Sometimes, while working with large sparse matrices in Python, you might want to select certain rows of sparse matrix or certain columns of sparse matrix. As we saw earlier, there are many types of sparse matrices available in SciPy in Python. Each of the sparse matrix type is optimized for specific operations.

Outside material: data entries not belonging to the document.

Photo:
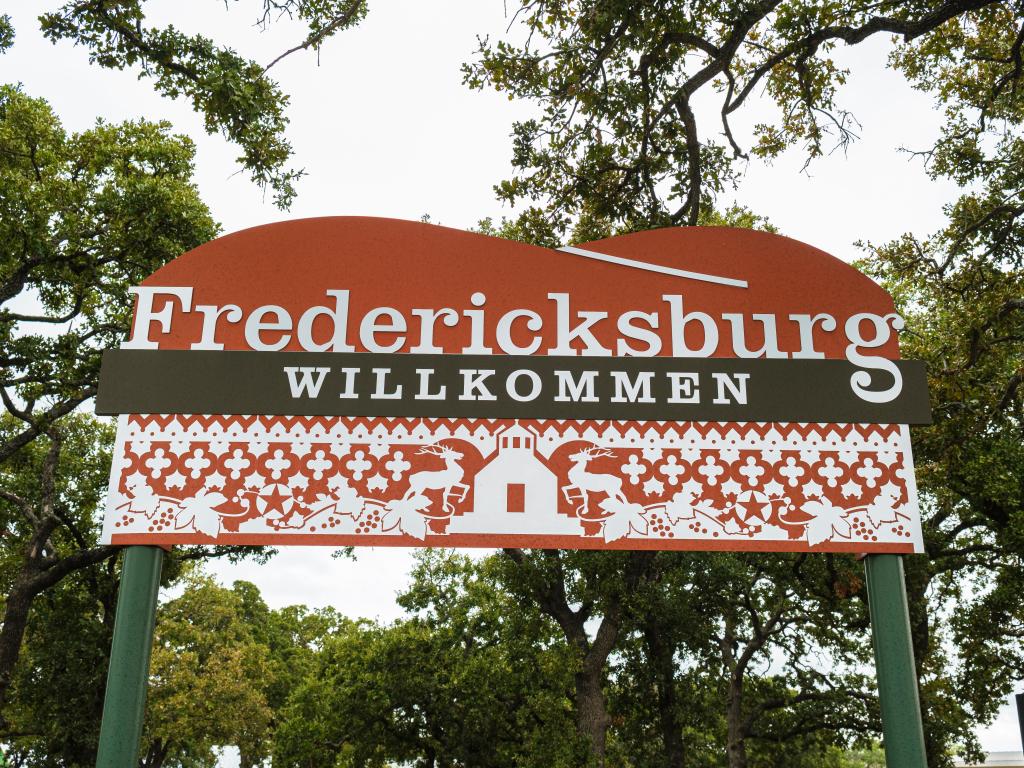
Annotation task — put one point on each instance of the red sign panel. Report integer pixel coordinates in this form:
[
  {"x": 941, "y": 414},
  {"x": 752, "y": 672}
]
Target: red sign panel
[{"x": 359, "y": 381}]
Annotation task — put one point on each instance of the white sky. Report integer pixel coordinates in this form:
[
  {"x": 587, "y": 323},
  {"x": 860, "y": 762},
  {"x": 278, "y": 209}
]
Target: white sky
[{"x": 384, "y": 127}]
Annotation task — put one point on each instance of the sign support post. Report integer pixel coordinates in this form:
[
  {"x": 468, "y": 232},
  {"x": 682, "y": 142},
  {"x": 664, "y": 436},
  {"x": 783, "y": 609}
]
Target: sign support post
[
  {"x": 896, "y": 673},
  {"x": 124, "y": 705}
]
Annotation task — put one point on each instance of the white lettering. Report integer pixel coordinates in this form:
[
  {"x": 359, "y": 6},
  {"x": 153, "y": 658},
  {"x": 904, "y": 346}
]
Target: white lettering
[
  {"x": 735, "y": 383},
  {"x": 513, "y": 390},
  {"x": 371, "y": 326},
  {"x": 380, "y": 382},
  {"x": 570, "y": 390},
  {"x": 144, "y": 316},
  {"x": 476, "y": 345},
  {"x": 644, "y": 335},
  {"x": 567, "y": 335},
  {"x": 301, "y": 380},
  {"x": 504, "y": 332},
  {"x": 862, "y": 379},
  {"x": 425, "y": 393},
  {"x": 807, "y": 323},
  {"x": 770, "y": 346},
  {"x": 678, "y": 323},
  {"x": 684, "y": 387},
  {"x": 427, "y": 320},
  {"x": 472, "y": 381},
  {"x": 632, "y": 391},
  {"x": 338, "y": 342},
  {"x": 210, "y": 316},
  {"x": 348, "y": 392},
  {"x": 255, "y": 326}
]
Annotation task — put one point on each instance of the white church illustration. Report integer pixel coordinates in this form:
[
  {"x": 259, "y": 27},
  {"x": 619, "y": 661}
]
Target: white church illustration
[{"x": 515, "y": 492}]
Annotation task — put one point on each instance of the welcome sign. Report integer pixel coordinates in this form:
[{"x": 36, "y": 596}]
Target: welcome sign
[{"x": 359, "y": 381}]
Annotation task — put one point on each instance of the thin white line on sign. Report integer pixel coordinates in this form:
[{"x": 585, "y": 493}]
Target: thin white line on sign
[{"x": 654, "y": 267}]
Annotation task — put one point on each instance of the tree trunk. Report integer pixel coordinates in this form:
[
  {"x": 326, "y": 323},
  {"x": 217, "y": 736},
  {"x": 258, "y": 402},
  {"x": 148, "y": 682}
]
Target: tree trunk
[
  {"x": 15, "y": 619},
  {"x": 659, "y": 656},
  {"x": 37, "y": 574},
  {"x": 736, "y": 743},
  {"x": 592, "y": 709}
]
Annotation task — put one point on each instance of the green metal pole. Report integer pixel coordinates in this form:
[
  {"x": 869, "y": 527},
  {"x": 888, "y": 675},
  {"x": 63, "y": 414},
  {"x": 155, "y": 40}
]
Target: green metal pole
[
  {"x": 904, "y": 736},
  {"x": 124, "y": 705}
]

We will see examples of slicing a sparse matrix by row and column. Basically, we will create a random sparse matrix and select a subset of rows or columns from sparse matrix using Scipy/NumPy in Python.
Let us load the modules needed.
from scipy import sparse import numpy as np from scipy import stats
Let us create a sparse random matrix using SciPy’s sparse module’s random function. Here we generate sparse random matrix of size 5 x 5 containing random numbers from Poisson distribution.
A = sparse.random(5, 5, density=0.5, data_rvs=stats.poisson(10, loc=10).rvs)
We can see the content of the sparse matrix with print statement and todense() function.
print(A.todense()) [[ 0. 18. 23. 19. 0.] [ 0. 20. 23. 0. 14.] [ 0. 0. 0. 17. 17.] [17. 0. 25. 0. 20.] [ 0. 22. 0. 0. 0.]]
Let us say we are interested in rows or columns with even indices.
select_ind = np.array([0,2,4])
How to Select Rows from a Sparse Matrix?
We can subset our original sparse matrix using slice operation. The thing to note is that sparse.random function creates sparse matrix in COO format by default. However, COO matrix is not slice operations friendly.
So we first convert the COO sparse matrix to CSR (Compressed Sparse Row format) matrix using tocsr() function. And then we can slice the sparse matrix rows using the row indices array we created.
A.tocsr()[select_ind,:] <3x5 sparse matrix of type '<class 'numpy.float64'>' with 6 stored elements in Compressed Sparse Row format>
We can see that after slicing we get a sparse matrix of size 3×5 in CSR format. To see the contents of the sliced sparse matrix, we can use todense() function. Now we have just three rows instead of five.
A.tocsr()[select_ind,:].todense() matrix([[ 0., 18., 23., 19., 0.], [ 0., 0., 0., 17., 17.], [ 0., 22., 0., 0., 0.]])
How to Select Columns from a Sparse Matrix?
We can do the same for slicing columns of a sparse matrix. We will have to first convert to CSR or CSC matrix and then using slice operation for selecting the columns we are interested in.
Let us use tocsr() like before and select the columns with even indices.
A.tocsr()[:,select_ind].todense() matrix([[ 0., 23., 0.], [ 0., 23., 14.], [ 0., 0., 17.], [17., 25., 20.], [ 0., 0., 0.]])
Another option to slice rows or columns of a sparse matrix that is not big is to convert to a dense matrix and slice rows/columns. Obviously this approach is not efficient or possible when the sparse matrix dimension is large.